Here’s another great scene from, again, The Godfather that uses the exact same mechanics as the Rocky scene: A character encounters the unexpected, and is then forced to act and make choices to return the situation to normal (which, in this case, is safety for his ailing father). Can you identify this scene’s inciting incident and Michael’s “Wait, What?” Moment?

(I’m sure you got it, but the scene’s inciting incident is the gradual discovery that his father’s guards have abandoned his father, and the “Wait, What?” Moment is when Michael realizes this fact and asks the Nurse why they left. Everything afterward is Michael responding to that inciting incident and returning the situation to normal.)

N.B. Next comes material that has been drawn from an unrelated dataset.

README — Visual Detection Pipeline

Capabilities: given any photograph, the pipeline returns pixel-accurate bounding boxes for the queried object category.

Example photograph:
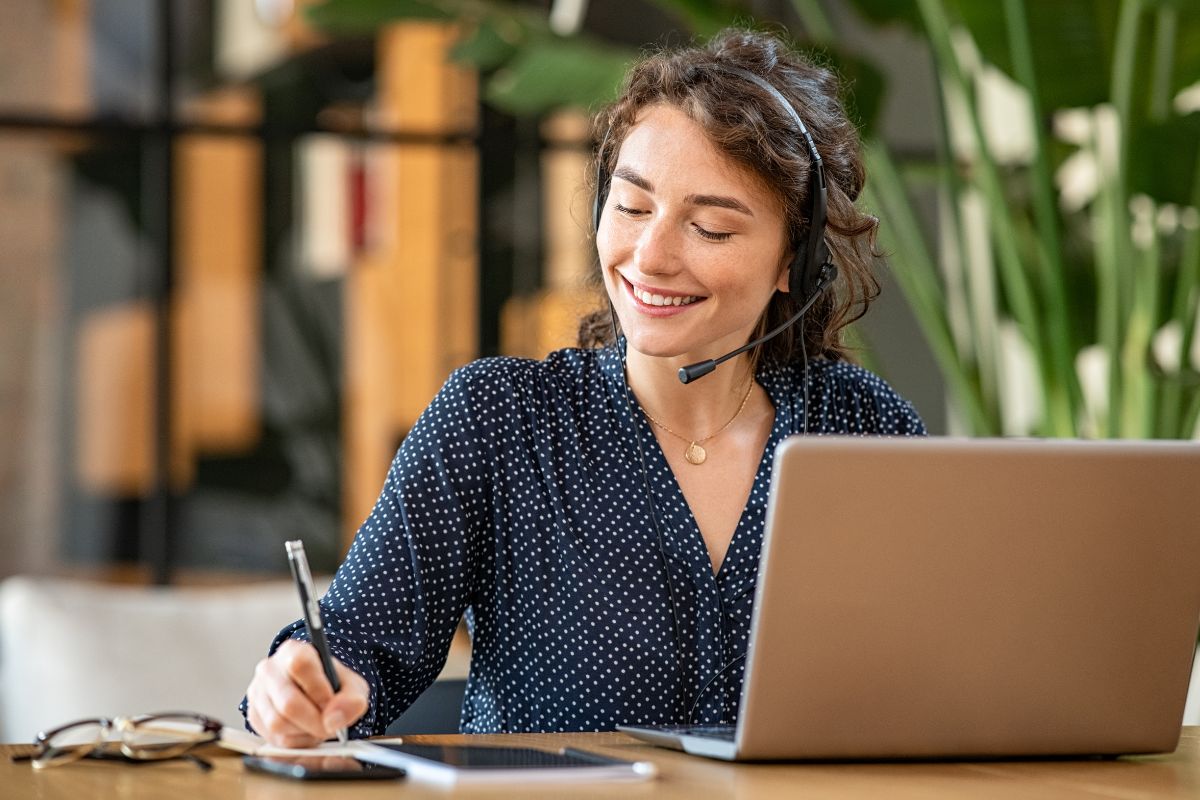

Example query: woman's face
[596,106,788,363]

Here’s one more scene from Forrest Gump (1994) with the same mechanics:

Isn’t it wild that the structure of each of these scenes, on a micro-level, mirrors the structure of screenplays as a whole? The mini-inciting incidents and the “Wait, What” Moments in these three examples do for their respective scenes the same thing that Don Corleone’s attempted assassination and, in the following scene, Michael’s immediate reaction to the news in a newspaper do for The Godfather as a whole. A character encounters the unexpected and is then forced to act to return things to normal or to establish a new normal.

(Side note: Because these scenes’ structures so successfully mirror the structure of a larger story, you can enjoy them as isolated YouTube clips. They nearly stand alone as short films unto themselves, even outside the context of the greater film of which they are a part.)

When a screenplay’s scenes fail to function this way, the film is boring. As Howard Hawks famously said, “A good movie is three good scenes and no bad scenes.” Understanding this truth is part of understanding the most important thing to know about screenplays: at the end of the day, screenplays are entirely mechanics. Every scene, joke, emotional moment, everything: they are all products of mechanics and structure. Everything else – dialogue, symbolism, theme, message, etc. – is a shiny ornament on a Christmas tree.

You don’t write a screenplay. You construct it.